Two bishops in the UK have reminded the nearly 500 priests who recently signed an open letter resisting change to the Church’s current moral teaching not to use the media to make their voices heard, reports The Tablet.
Debate in the UK on issues such as allowing Communion for those divorced and remarried to be raised at October’s Synod on the Family has exposed tensions in the Church with one bishop refusing to meet a prominent lay group pressing for change.
Meanwhile, two other bishops have reminded the conservative-minded priests who recently signed an open letter resisting change to the Church’s current moral teaching that other channels exist by which to make their voices heard.

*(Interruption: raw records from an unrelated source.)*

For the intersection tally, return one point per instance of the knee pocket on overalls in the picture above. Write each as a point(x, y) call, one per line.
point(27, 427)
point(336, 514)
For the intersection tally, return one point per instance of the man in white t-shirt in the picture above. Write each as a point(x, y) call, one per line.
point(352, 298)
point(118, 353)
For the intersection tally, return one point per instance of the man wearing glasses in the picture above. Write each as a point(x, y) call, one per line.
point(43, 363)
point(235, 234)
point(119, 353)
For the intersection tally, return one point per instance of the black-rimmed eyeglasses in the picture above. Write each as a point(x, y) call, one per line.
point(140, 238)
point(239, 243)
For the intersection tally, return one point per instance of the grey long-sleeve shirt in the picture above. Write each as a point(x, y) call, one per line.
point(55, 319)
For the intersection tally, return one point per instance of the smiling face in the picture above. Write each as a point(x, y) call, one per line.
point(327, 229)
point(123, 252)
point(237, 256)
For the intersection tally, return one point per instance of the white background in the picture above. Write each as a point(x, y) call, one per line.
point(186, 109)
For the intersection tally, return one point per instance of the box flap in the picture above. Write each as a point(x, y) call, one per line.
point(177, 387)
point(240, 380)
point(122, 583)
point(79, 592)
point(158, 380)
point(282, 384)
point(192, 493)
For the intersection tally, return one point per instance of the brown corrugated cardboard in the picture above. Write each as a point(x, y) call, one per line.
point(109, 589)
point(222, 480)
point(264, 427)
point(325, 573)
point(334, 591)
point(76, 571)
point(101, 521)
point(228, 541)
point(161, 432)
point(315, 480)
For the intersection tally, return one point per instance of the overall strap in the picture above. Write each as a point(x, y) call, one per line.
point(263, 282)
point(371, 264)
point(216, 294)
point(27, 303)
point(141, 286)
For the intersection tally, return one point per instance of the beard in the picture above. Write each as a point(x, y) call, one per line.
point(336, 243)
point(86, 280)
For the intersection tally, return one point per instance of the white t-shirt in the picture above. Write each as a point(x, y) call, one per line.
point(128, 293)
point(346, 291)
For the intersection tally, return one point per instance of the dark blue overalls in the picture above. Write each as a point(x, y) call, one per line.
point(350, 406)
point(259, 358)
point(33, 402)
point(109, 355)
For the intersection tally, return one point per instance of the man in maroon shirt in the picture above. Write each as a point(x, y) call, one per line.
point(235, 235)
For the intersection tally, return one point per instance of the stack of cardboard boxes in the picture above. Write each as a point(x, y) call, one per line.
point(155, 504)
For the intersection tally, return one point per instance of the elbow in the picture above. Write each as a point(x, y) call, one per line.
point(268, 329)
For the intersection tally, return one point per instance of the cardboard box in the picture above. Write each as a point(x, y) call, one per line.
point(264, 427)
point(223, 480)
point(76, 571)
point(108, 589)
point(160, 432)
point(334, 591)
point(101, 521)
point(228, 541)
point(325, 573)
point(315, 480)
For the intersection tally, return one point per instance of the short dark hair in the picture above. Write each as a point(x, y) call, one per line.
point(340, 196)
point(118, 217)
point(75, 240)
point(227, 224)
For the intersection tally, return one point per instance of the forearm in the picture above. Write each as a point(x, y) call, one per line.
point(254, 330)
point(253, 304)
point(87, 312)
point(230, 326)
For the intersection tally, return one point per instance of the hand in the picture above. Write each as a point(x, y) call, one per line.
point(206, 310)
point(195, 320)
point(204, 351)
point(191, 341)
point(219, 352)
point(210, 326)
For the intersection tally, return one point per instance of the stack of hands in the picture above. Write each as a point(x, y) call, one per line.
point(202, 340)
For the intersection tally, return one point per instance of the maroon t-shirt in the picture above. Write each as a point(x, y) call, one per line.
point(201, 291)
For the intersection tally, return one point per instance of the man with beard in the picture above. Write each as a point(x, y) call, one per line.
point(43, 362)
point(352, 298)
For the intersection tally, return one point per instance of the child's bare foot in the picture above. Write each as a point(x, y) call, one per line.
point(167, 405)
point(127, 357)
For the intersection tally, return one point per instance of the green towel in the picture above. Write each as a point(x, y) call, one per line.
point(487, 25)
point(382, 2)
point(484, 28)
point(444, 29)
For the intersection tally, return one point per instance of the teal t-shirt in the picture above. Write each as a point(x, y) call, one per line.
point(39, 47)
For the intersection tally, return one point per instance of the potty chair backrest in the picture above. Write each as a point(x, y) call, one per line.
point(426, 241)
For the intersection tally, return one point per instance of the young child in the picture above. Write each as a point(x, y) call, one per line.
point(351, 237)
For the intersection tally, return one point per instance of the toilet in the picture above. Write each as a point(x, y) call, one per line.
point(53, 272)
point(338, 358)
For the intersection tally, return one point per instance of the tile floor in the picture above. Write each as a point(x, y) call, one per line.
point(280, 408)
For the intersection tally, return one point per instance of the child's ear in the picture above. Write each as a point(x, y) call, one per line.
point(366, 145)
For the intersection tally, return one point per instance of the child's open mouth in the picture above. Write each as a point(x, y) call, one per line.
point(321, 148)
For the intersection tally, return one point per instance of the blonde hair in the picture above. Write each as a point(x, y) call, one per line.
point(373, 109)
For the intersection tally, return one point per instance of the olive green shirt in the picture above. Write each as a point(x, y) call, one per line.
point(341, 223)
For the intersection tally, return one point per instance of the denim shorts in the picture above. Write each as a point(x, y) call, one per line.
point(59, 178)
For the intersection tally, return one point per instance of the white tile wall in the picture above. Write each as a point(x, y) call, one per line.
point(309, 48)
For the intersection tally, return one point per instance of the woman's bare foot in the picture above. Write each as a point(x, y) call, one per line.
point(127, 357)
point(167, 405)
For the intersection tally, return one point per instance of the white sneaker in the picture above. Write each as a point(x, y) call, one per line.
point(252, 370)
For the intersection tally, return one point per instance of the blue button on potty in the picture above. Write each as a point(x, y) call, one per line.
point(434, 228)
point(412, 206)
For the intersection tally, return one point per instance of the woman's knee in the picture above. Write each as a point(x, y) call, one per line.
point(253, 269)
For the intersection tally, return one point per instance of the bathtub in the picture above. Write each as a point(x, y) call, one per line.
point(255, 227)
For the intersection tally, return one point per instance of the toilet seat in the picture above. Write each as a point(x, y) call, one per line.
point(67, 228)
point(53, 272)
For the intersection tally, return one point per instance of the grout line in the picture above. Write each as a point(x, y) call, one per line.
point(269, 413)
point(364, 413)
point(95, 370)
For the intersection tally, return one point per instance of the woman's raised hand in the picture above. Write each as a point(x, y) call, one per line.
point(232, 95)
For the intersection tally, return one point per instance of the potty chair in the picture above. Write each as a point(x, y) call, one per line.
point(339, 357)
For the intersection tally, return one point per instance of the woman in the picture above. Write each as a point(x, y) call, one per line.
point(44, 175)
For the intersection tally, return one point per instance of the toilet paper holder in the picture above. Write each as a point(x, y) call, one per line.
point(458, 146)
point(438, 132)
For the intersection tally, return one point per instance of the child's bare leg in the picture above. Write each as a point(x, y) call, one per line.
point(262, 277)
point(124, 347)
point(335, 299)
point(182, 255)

Following news that the Bishop of Lancaster, Michael Campbell, had refused to meet diocesan members of Acta (A Call to Action), the head of the organisation issued a statement saying that she believed her group’s stance was “what Pope Francis wants.”
“He told the youth in Brazil to ‘make a mess’ in their dioceses,” said Eileen Fitzpatrick, Acta’s national chair. “We hope the Bishops of England and Wales will catch up with him if they haven’t already done so. Acta are not going away and if doors don’t open to us, we shall continue to knock.”
She said Acta had about 2,000 members, with groups in each of the dioceses in England and Wales – and in about 10 areas groups had met with their bishops. But speaking on BBC Radio Lancashire, Alex Walker of Acta said Bishop Campbell had refused to meet with his group on many occasions.
“It flies in the face of all that Pope Francis is saying about getting smelly with the sheep,” said Mr Walker. “We are smelly. Come and talk to us … listen to what we want to say.”
What Pope Francis wanted the synod to do, said Mr Walker, was to get the Church to catch up with the modern face of the family, whose issues included gay marriage as well as divorce and remarriage.
But Bishop Campbell, who was also interviewed, reacted angrily, saying he found Mr Walker’s comments “unacceptable … what [does] rile me … was to say I’m in disagreement with Pope Francis …[It is] absolutely appalling and unworthy … To say that a Catholic Bishop of Lancaster is not fully in agreement and communion with the Pope is quite false and quite offensive.”
Two bishops contacted by The Tablet have reaffirmed Cardinal Nichols’ statement slapping down the 461 signatories to the letter published in The Catholic Herald.